Relevant to reducing agriculture's demand on the grid during daytime.
The evening battery gap is the central policy problem for India's energy
transition. Adding solar capacity without storage shifts the problem rather
than solving it: excess solar midday and a thermal surge every evening.
Static linkage: Economy (energy, environment), Science and Technology
(storage technology).
2. V-Dem Institute 2026 and academic freedom
GS area: Polity (democracy, civil liberties)
The Varieties of Democracy Institute classified India as an "electoral
autocracy" in its 2026 Democracy Report. Scholars at Risk simultaneously rated
India as "completely restricted" for academic freedom.
- V-Dem methodology: V-Dem measures electoral, liberal, participatory,
deliberative and egalitarian dimensions of democracy. India's downgrade
reflects scores on freedom of expression, civil society space and judicial
independence.
- Scholars at Risk: a global network that tracks academic freedom.

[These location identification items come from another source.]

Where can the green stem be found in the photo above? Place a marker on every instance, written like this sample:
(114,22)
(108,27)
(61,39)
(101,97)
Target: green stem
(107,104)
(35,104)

Its
2026 report documented 62 cases of academics in India facing punitive action
between 2014 and 2026. Actions included terminations, prosecutions and visa
denials.
- Constitutional provisions at stake: Article 19(1)(a) (freedom of speech
and expression), Article 19(1)(g) (freedom to practise any profession),
Article 21 (right to life including the right to livelihood and dignity).
- Government's position: India has consistently contested V-Dem's
methodology as politically motivated. India's elections are administered by
an independent EC and voter turnout has remained high.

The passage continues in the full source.